1.2. Parimenti manifestamente infondata è la seconda censura, che pretende di affermare la rilevanza del consenso di ragazzine anche infra quattordicenni (come G. S. e G. B.): va infatti sottolineato che se anche le ragazze avevano inviato le loro foto di nudità, a ciò erano state indotte dall'imputato, il quale le aveva loro richieste per scopi sessuali, specificamente masturbatori. Invero, il notevole divario di età dell'imputato - 36 anni al cospetto di ragazze mediamente quindicenni - evidenzia che le persone offese erano soggette a condizionamenti, anche minacciosi, da parte del D. R. (in tali termini, vds. sentenza I grado, pag. 23).
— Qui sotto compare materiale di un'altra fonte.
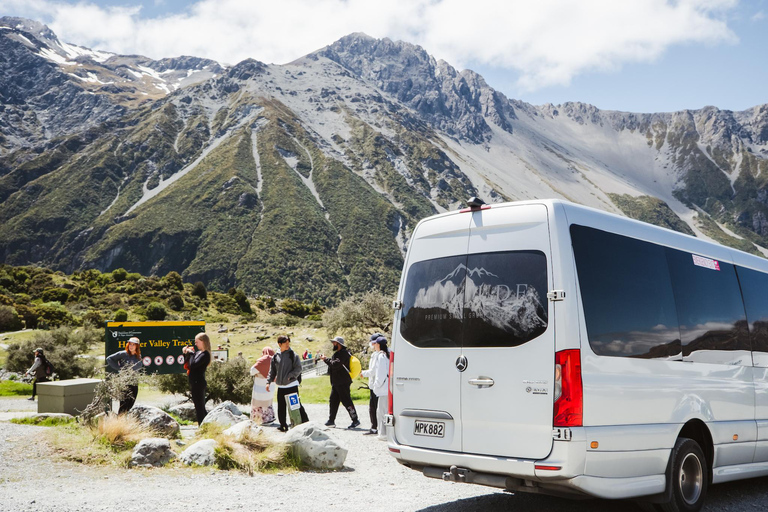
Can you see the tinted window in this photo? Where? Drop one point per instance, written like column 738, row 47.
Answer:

I giudici di merito si sono dunque conformati al principio espresso dal massimo consesso di questa Corte nella sentenza n. 51815 del 31/05/2018, Rv. 274087 - 02, che esclude l'utilizzazione del minore quale presupposto del reato di produzione di materiale pornografico di cui all'art. 600 ter, comma 1, cod. pen., nel caso di realizzazione di immagini o video che abbiano per oggetto la vita privata sessuale di un minore, che abbia raggiunto l'età del consenso sessuale, purché nell'ambito di un rapporto che, valutate le circo stanze del caso, non sia caratterizzato da condizionamenti derivanti dalla posizione dell'autore, sicché le stesse siano frutto di una libera scelta e destinate ad un uso strettamente privato. (In motivazione, la Corte ha indicato, a titolo esemplificativo, la produzione, con il consenso del minore ritratto, di materiale del tipo indicato nell'ambito di una relazione paritaria tra minorenni ultraquattordicenni, unicamente ad uso privato delle persone coinvolte).
1.3. Ne consegue, anche sotto tale profilo, l'inammissibilità del ricorso con condanna del ricorrente al pagamento delle spese processuali e della congrua somma indicata in dispositivo, ai sensi dell'art. 616 cod. proc. pen., non risultando cause di esenzione' da responsabilità in ordine alla determinazione della causa di inammissibilità, a tenore della sentenza della Corte costituzionale n. 186 del 2000.
P.Q.M.
Dichiara inammissibile il ricorso e condanna il ricorrente al pagamento delle spese processuali e della somma di Euro tremila in favore della cassa delle ammende.
In caso di diffusione del presente provvedimento, omettere le generalità e gli altri dati identificativi, a norma dell'art. 52 D. Lgs. 196/03, in quanto imposto dalla legge.